Additionally, the traditional barriers to filmmaking have dramatically diminished over time. When Singh began his journey as a filmmaker as an MFA student at Stanford University, he used a 16mm Bolex for his classroom exercises, using actual film to make movies. The technology in film equipment, according to Singh, expanded, from DSLRs and interchangeable lenses to the now much smaller mirrorless cameras. As the price of cameras continues to drop and the power of cameras on phones and computer devices increases, more people, even those without a film background, can explore the art of filmmaking.
Technology to create a documentary film
While the ability to create documentary films takes imagination and craft to tell a story, software tools have further democratized the ability for anyone with a vision to make movies.
“Premiere Pro has all the power that people who are making Hollywood films have, [but] available to people who are making documentaries or other types of content for YouTube,” says Singh. “It’s just such a deep and rich tool. From its ability to read files from almost any format and any camera to be able to edit and compose your story effectively, work with this rich set of effects both for video as well as audio, to be able to work with your captions and graphics and the rich connection that it has with After Effects and Photoshop. It’s sort of an Adobe magic thing.”
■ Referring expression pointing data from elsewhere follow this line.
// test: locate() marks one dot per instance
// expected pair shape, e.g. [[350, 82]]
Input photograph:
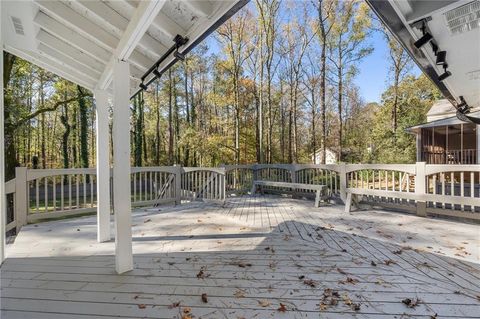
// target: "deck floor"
[[255, 257]]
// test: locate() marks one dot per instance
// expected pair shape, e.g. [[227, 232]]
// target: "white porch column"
[[477, 129], [3, 213], [103, 167], [419, 145], [121, 167]]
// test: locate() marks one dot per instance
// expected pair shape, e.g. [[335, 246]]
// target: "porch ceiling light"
[[179, 55], [441, 58], [426, 37], [445, 74], [463, 107]]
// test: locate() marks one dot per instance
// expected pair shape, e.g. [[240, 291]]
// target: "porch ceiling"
[[455, 27], [80, 39]]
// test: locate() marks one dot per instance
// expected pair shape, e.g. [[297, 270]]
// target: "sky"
[[373, 78]]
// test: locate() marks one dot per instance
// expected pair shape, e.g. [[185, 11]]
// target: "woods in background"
[[275, 84]]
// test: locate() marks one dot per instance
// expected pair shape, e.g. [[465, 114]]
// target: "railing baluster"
[[84, 178], [69, 192], [37, 194], [62, 198], [54, 188], [78, 191], [462, 188]]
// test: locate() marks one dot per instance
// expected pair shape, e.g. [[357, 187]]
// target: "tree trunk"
[[170, 119]]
Singh adds, “And now, the ability to have ‘speech to text,’ where you can upload your transcript to create captions, which used to be such a time-consuming aspect for every filmmaker. Then the ability to export out in any format and deliver to whoever needs that, to correct color and fix audio — it’s got a rich set of tools.”
While technology has welcomed wider audiences to documentaries, the tried-and-true power of telling a powerful, captivating story through documentary film remains tantamount. “The first 15 or 20 seconds of your film is so important to be visually compelling,” says Singh.
“It’s so easy for people to switch their attention to something else, especially if you’re distributing films online, so that’s kind of critical. The first 30 seconds will get somebody engaged with your story and having that be rich visually or the introduction of a character who’s interesting — all of those things are critical.”